Napolitano
NEW ORLEANS – Homeland security secretary Janet Napolitano lacks an electronic mail account, the Obama Administration offers as one of many excuses for delays in producing documents about the Deepwater Horizon explosion.
"The secretary's staff must conduct a manual search of her records, some of which are stored chronologically rather than according to subject, so that documents regarding Deepwater Horizon are maintained alongside documents regarding other department business," administration lawyers pleaded on Sept. 6.
"Given the sensitive nature of the materials handled by the secretary of homeland security, the number of personnel who can be deployed to conduct this search is limited," they wrote to U.S. Magistrate Judge Sally Shushan.
"None of the secretary's records have been produced to date," they wrote.
They supplied further reasons for document delays at the departments of Energy and Interior, the Environmental Protection Agency, the Coast Guard, the Navy, the Army Corps of Engineers, the National Oceanic and Atmospheric Administration, and the National Institutes of Standards and Technology.
They wrote that agencies must review documents for privileged material, and that the White House must separately review its communications with the agencies.
"The United States has made diligent and expedited efforts to comply with the accelerated discovery schedule, but it is far from completing its responses to these discovery requests," they wrote.
They asked Shushan to "bear in mind the significant financial and practical restraints on the United States' ability to move any faster than it has."
Shushan assists District Judge Carl Barbier, who presides over about 500 Deepwater Horizon suits from many federal courts.
Barbier plans a trial to allocate liability for the explosion, starting in February.
He hasn't decided whether jurors will allocate any fault to the United States.
Rig operator BP and other defendants think the government should bear some liability.
Their demands for documents give the administration a clue to the burden businesses face in defending civil suits.
According to the administration's brief, the Coast Guard has spent $3 million reviewing documents, not counting its personnel costs.
"At various times, the Coast Guard estimates that it has had between 50 and 100 people working on various aspects of the documentation and electronic spill archiving efforts," the lawyers wrote.
They wrote that the Coast Guard collected 1,300 laptops, and they estimated it would take months to scan the documents.

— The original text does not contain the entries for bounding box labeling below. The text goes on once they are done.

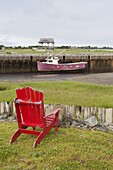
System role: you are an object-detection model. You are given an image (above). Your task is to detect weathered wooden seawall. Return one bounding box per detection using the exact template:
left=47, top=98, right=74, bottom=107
left=0, top=54, right=113, bottom=73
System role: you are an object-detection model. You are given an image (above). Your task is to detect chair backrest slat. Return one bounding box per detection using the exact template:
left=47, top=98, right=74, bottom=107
left=16, top=87, right=45, bottom=125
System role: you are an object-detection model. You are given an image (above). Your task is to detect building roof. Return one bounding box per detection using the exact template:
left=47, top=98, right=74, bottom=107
left=39, top=38, right=55, bottom=44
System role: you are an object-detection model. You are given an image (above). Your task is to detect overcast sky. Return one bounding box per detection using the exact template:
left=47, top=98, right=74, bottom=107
left=0, top=0, right=113, bottom=47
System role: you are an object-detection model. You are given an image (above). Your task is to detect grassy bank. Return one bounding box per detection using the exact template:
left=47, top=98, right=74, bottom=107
left=0, top=81, right=113, bottom=107
left=0, top=122, right=113, bottom=170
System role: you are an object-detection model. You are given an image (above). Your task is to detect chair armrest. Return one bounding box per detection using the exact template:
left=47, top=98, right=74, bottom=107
left=44, top=108, right=61, bottom=118
left=15, top=99, right=42, bottom=105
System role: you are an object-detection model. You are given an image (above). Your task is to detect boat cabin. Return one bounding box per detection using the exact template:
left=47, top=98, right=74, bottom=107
left=45, top=57, right=59, bottom=64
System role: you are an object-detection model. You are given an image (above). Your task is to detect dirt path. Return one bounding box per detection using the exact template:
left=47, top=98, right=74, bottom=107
left=0, top=73, right=113, bottom=85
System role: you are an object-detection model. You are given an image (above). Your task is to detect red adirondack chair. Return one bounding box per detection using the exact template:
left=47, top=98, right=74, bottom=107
left=10, top=87, right=60, bottom=148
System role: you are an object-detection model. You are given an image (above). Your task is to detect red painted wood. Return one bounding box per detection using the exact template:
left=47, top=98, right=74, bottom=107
left=10, top=87, right=60, bottom=147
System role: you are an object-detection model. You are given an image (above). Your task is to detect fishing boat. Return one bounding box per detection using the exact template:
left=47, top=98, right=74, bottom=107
left=37, top=56, right=87, bottom=71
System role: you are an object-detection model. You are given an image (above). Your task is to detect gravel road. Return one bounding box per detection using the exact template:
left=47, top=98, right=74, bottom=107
left=0, top=73, right=113, bottom=85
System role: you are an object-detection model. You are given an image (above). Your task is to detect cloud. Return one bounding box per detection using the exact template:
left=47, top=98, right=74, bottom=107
left=0, top=0, right=113, bottom=46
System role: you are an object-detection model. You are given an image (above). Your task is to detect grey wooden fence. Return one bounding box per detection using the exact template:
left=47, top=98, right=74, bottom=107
left=0, top=102, right=113, bottom=125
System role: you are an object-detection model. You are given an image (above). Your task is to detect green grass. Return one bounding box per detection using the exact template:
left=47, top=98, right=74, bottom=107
left=0, top=81, right=113, bottom=170
left=0, top=122, right=113, bottom=170
left=0, top=81, right=113, bottom=107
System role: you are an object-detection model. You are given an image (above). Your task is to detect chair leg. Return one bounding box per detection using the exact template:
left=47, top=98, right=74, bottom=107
left=9, top=129, right=21, bottom=144
left=33, top=132, right=45, bottom=148
left=55, top=118, right=58, bottom=133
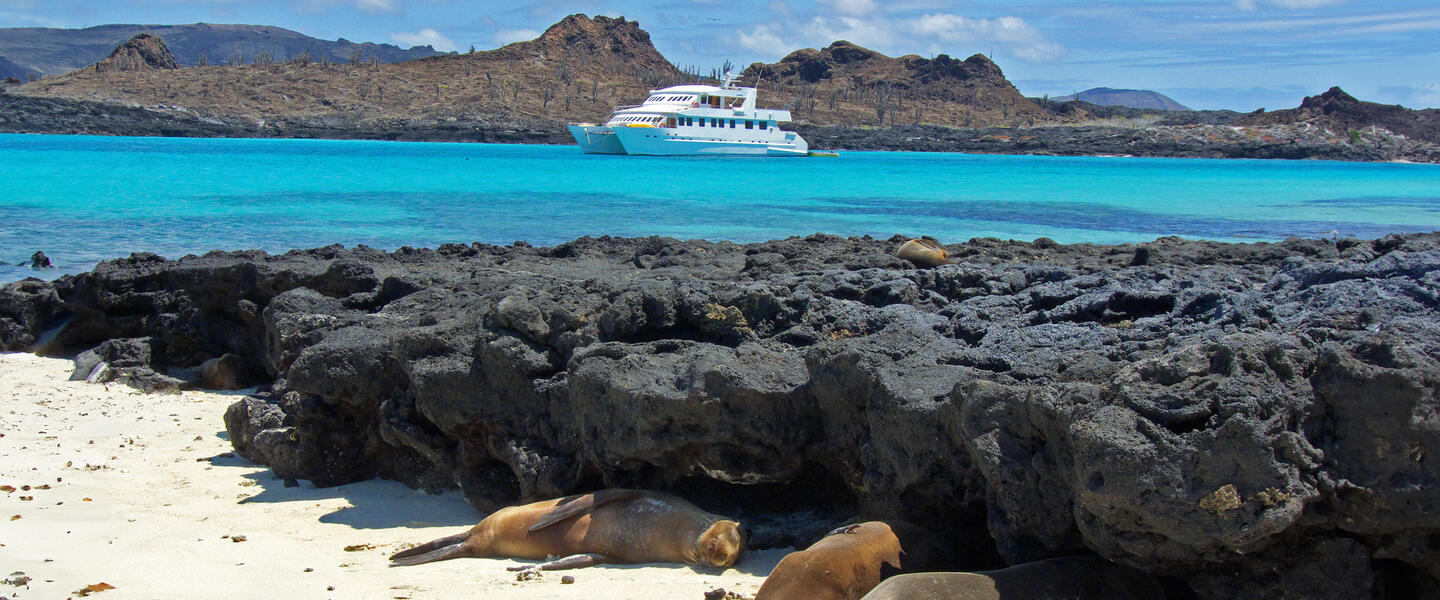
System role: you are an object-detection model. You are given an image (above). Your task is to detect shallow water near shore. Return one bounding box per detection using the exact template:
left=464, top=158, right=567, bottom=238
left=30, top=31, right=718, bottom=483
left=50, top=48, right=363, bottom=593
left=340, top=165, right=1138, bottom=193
left=8, top=134, right=1440, bottom=282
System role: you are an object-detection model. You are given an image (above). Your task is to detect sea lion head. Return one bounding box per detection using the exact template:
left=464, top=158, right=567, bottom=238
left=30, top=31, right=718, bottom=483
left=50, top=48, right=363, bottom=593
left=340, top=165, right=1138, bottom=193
left=696, top=519, right=744, bottom=568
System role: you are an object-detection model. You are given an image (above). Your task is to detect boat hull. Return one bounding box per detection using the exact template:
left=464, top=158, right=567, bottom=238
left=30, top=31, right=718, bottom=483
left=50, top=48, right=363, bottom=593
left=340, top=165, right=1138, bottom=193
left=569, top=122, right=625, bottom=154
left=615, top=127, right=809, bottom=157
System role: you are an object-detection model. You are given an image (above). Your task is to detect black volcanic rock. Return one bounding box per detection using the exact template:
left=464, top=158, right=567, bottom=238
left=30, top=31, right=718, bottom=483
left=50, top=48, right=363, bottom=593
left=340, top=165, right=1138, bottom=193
left=1238, top=86, right=1440, bottom=144
left=0, top=235, right=1440, bottom=599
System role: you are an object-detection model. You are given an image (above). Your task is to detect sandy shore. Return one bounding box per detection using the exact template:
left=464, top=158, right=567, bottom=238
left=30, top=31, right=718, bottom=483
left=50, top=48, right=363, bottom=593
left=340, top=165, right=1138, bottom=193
left=0, top=354, right=785, bottom=600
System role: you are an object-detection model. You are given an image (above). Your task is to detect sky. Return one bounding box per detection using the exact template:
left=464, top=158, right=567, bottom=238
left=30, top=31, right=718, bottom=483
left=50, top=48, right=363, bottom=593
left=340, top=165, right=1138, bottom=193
left=0, top=0, right=1440, bottom=111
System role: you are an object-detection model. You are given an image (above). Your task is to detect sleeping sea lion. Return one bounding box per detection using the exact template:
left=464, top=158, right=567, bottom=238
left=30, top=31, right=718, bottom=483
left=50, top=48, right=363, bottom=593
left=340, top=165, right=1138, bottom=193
left=755, top=521, right=952, bottom=600
left=896, top=237, right=950, bottom=266
left=390, top=489, right=744, bottom=571
left=864, top=557, right=1165, bottom=600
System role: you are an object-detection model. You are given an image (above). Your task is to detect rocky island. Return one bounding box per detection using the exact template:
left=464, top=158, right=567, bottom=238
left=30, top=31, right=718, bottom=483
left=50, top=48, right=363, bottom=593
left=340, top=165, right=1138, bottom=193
left=0, top=235, right=1440, bottom=600
left=0, top=14, right=1440, bottom=163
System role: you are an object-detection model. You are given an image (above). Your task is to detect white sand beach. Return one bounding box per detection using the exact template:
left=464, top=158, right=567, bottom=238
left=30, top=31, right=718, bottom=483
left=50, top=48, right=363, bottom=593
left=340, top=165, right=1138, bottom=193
left=0, top=354, right=786, bottom=600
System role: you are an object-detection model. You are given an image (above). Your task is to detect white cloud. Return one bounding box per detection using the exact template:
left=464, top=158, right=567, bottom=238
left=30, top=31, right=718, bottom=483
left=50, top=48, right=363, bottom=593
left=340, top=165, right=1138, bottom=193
left=1411, top=82, right=1440, bottom=106
left=1236, top=0, right=1345, bottom=10
left=351, top=0, right=395, bottom=14
left=0, top=10, right=72, bottom=27
left=491, top=29, right=540, bottom=46
left=300, top=0, right=396, bottom=14
left=740, top=24, right=793, bottom=58
left=736, top=7, right=1066, bottom=62
left=819, top=0, right=880, bottom=17
left=801, top=17, right=896, bottom=47
left=390, top=27, right=459, bottom=52
left=909, top=13, right=1066, bottom=62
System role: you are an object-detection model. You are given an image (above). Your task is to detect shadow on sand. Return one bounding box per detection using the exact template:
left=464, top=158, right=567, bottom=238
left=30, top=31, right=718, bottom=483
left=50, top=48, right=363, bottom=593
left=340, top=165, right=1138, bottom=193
left=210, top=448, right=485, bottom=532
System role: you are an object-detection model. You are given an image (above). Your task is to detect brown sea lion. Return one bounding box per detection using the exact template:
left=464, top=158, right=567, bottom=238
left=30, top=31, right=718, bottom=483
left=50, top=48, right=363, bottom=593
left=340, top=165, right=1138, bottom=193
left=896, top=237, right=950, bottom=266
left=390, top=489, right=744, bottom=571
left=864, top=557, right=1165, bottom=600
left=755, top=521, right=950, bottom=600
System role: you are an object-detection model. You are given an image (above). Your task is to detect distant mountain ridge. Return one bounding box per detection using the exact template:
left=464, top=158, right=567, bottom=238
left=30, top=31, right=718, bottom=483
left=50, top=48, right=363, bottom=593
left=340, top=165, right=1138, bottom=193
left=1051, top=88, right=1189, bottom=111
left=14, top=14, right=1071, bottom=127
left=740, top=40, right=1048, bottom=127
left=0, top=23, right=441, bottom=75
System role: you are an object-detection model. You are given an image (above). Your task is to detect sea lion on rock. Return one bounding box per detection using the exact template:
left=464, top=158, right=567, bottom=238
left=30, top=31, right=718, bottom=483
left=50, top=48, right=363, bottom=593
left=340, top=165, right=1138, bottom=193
left=864, top=557, right=1165, bottom=600
left=390, top=489, right=744, bottom=571
left=896, top=237, right=950, bottom=268
left=755, top=521, right=952, bottom=600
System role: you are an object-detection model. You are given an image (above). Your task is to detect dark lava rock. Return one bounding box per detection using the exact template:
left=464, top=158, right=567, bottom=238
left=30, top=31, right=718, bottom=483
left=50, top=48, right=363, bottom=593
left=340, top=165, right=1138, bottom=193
left=29, top=250, right=55, bottom=269
left=0, top=235, right=1440, bottom=599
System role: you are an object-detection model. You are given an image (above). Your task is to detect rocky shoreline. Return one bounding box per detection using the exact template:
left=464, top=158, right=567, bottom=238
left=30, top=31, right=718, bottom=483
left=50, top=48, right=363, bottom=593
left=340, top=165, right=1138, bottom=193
left=0, top=94, right=1440, bottom=163
left=0, top=94, right=575, bottom=144
left=0, top=235, right=1440, bottom=600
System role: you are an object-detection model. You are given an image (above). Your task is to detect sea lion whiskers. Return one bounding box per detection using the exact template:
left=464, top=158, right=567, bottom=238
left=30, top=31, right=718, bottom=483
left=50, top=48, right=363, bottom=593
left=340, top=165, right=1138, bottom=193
left=688, top=519, right=744, bottom=568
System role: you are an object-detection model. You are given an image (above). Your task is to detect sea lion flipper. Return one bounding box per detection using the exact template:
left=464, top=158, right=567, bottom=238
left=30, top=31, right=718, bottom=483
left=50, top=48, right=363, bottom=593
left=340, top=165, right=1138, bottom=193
left=530, top=489, right=644, bottom=531
left=536, top=554, right=605, bottom=571
left=390, top=532, right=469, bottom=564
left=390, top=542, right=469, bottom=567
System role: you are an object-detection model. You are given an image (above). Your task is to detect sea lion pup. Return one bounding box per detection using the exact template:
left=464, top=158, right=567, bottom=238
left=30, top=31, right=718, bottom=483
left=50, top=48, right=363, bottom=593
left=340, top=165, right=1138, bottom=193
left=896, top=237, right=950, bottom=268
left=390, top=489, right=744, bottom=571
left=755, top=521, right=952, bottom=600
left=864, top=557, right=1165, bottom=600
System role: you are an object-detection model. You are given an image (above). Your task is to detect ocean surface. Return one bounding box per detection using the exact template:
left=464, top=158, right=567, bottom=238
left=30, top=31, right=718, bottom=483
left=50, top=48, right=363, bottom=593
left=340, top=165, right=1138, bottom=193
left=0, top=135, right=1440, bottom=282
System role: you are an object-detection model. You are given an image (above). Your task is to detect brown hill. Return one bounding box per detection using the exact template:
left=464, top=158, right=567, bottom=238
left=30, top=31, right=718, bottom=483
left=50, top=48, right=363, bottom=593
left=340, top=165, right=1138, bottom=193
left=743, top=40, right=1047, bottom=127
left=17, top=14, right=681, bottom=119
left=17, top=14, right=1044, bottom=125
left=1238, top=86, right=1440, bottom=144
left=95, top=33, right=180, bottom=72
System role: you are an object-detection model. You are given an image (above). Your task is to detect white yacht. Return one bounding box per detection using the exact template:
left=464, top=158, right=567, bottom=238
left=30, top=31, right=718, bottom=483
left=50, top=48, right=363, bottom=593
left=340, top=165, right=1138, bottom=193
left=570, top=76, right=809, bottom=157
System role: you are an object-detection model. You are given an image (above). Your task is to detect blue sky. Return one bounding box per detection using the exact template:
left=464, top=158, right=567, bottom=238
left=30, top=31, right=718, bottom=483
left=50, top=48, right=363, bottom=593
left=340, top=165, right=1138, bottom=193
left=0, top=0, right=1440, bottom=111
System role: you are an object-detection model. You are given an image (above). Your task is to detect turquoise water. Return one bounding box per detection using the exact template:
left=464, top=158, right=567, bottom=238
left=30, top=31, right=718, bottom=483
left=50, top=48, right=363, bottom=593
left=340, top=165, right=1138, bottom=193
left=0, top=135, right=1440, bottom=281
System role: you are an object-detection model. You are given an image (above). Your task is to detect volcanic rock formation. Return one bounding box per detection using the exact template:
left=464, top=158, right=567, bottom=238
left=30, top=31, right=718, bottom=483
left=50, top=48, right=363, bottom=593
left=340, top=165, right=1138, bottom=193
left=1238, top=86, right=1440, bottom=144
left=95, top=33, right=180, bottom=72
left=742, top=40, right=1050, bottom=127
left=0, top=235, right=1440, bottom=600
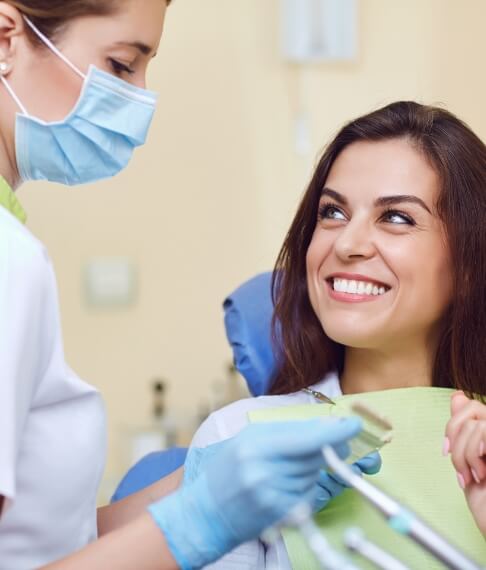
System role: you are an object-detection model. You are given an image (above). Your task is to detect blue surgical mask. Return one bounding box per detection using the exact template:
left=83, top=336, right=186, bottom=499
left=0, top=18, right=157, bottom=185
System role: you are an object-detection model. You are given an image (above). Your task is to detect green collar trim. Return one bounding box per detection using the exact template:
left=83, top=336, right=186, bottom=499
left=0, top=176, right=27, bottom=224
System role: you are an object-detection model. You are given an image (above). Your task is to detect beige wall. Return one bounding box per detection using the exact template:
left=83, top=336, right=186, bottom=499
left=20, top=0, right=486, bottom=488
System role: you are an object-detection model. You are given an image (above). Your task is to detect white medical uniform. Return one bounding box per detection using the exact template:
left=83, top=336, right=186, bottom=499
left=0, top=178, right=106, bottom=570
left=191, top=373, right=342, bottom=570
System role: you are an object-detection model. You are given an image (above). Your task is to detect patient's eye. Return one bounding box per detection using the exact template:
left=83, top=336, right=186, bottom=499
left=319, top=203, right=346, bottom=221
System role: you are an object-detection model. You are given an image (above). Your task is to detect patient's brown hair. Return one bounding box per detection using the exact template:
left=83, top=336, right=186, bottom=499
left=270, top=101, right=486, bottom=395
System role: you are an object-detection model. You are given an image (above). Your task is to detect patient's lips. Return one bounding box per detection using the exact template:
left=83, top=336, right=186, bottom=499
left=326, top=273, right=391, bottom=303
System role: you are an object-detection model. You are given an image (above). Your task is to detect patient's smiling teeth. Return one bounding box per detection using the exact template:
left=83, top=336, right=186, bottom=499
left=332, top=277, right=387, bottom=296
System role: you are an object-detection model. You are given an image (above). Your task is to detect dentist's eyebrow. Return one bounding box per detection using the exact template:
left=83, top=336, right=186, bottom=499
left=116, top=42, right=157, bottom=57
left=321, top=188, right=432, bottom=214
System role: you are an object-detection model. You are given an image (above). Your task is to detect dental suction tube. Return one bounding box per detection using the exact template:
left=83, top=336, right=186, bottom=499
left=322, top=446, right=484, bottom=570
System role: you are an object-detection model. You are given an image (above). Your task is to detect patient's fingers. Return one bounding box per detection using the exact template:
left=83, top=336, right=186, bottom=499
left=446, top=396, right=486, bottom=448
left=451, top=420, right=486, bottom=487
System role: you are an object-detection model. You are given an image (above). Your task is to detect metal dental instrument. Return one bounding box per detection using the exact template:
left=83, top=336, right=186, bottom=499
left=322, top=446, right=484, bottom=570
left=302, top=388, right=336, bottom=406
left=344, top=527, right=409, bottom=570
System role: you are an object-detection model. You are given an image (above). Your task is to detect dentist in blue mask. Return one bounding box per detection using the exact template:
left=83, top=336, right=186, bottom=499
left=0, top=0, right=378, bottom=570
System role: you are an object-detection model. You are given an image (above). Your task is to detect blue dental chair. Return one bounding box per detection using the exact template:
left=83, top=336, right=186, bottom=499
left=111, top=272, right=275, bottom=496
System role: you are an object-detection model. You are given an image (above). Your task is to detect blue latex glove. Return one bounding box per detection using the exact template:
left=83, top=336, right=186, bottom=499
left=149, top=418, right=361, bottom=570
left=312, top=453, right=381, bottom=513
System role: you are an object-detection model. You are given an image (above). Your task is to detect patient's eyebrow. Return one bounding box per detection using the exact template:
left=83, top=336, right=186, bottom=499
left=375, top=194, right=432, bottom=214
left=321, top=187, right=348, bottom=206
left=321, top=187, right=432, bottom=214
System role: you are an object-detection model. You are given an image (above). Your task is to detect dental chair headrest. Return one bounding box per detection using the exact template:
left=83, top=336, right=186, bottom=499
left=223, top=271, right=276, bottom=396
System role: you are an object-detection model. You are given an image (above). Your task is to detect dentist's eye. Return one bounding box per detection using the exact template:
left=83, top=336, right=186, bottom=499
left=319, top=204, right=346, bottom=221
left=381, top=210, right=416, bottom=226
left=108, top=57, right=135, bottom=76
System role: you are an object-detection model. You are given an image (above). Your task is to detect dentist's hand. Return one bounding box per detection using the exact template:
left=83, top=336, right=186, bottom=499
left=149, top=418, right=361, bottom=569
left=444, top=392, right=486, bottom=536
left=312, top=452, right=381, bottom=513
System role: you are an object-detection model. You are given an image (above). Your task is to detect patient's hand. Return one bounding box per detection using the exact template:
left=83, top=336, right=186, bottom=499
left=444, top=392, right=486, bottom=536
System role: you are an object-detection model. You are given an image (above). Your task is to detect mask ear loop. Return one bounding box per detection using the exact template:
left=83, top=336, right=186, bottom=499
left=24, top=15, right=86, bottom=80
left=0, top=75, right=30, bottom=117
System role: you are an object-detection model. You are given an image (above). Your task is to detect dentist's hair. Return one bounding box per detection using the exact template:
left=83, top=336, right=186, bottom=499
left=7, top=0, right=171, bottom=46
left=270, top=101, right=486, bottom=395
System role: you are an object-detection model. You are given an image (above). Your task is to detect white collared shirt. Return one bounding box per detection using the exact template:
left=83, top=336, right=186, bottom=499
left=0, top=207, right=106, bottom=570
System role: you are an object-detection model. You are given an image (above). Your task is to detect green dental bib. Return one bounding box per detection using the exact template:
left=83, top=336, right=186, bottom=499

"Approximately 1,900 boxes of paper remain to be sorted and prepared for scanning," they wrote.
They wrote that NOAA spent more than $3 million on discovery contractors and loaded 15 million pages to a review platform.
They wrote that despite assigning 12 full time attorneys to a privilege review for more than two months, NOAA was not likely to complete it before Nov. 15.
They wrote that Interior has spent $1,120,000 on equipment, software and vendor services, and expects to spend $1,180,000 more.
They wrote that Interior has about 20 contract staff engaged in document review.
They wrote that Interior hopes to complete privilege review by Nov. 1.
They wrote that EPA employed 55 reviewers and spent $570,000 on contractors.
They wrote that as of Aug. 31, EPA produced more than a million pages.
They estimated that EPA would need to redact 3,500 documents.
They wrote that the Department of Energy, custodian of records from a national oil spill commission, hasn't estimated its costs.
They wrote that the Department of Justice is "attempting to identify the resources necessary to complete the review of the approximately 500,000 potentially privileged records found within the working papers of the national commission."
They wrote that within each agency, there were significant communications with the executive office of the President.
They wrote that th eDepartment of Justice segregated documents likely to contain those communications for review by the office of the President.
They wrote that once the office begins the review and has a better sense of the time it will take, the United States would estimate a time frame for completing the review.
"Given the unknown time frame for collection of the Coast Guard records, however, it will be impossible to provide a firm end date for completing the executive office ofthe President review of those documents," they wrote.
Assistant attorney general Tony West filed the brief along with 22 Department of Justice colleagues.
On Sept. 8, BP lawyer Robert Gasaway of Washington wrote that the government's position was untenable.
Gasaway wrote that the court made clear that it expected the United States to produce communications between the agencies and the executive office.
He wrote that the United States has long possessed all relevant documents.
He wrote that if the United States wanted a single review at the executive office, it should have planned accordingly.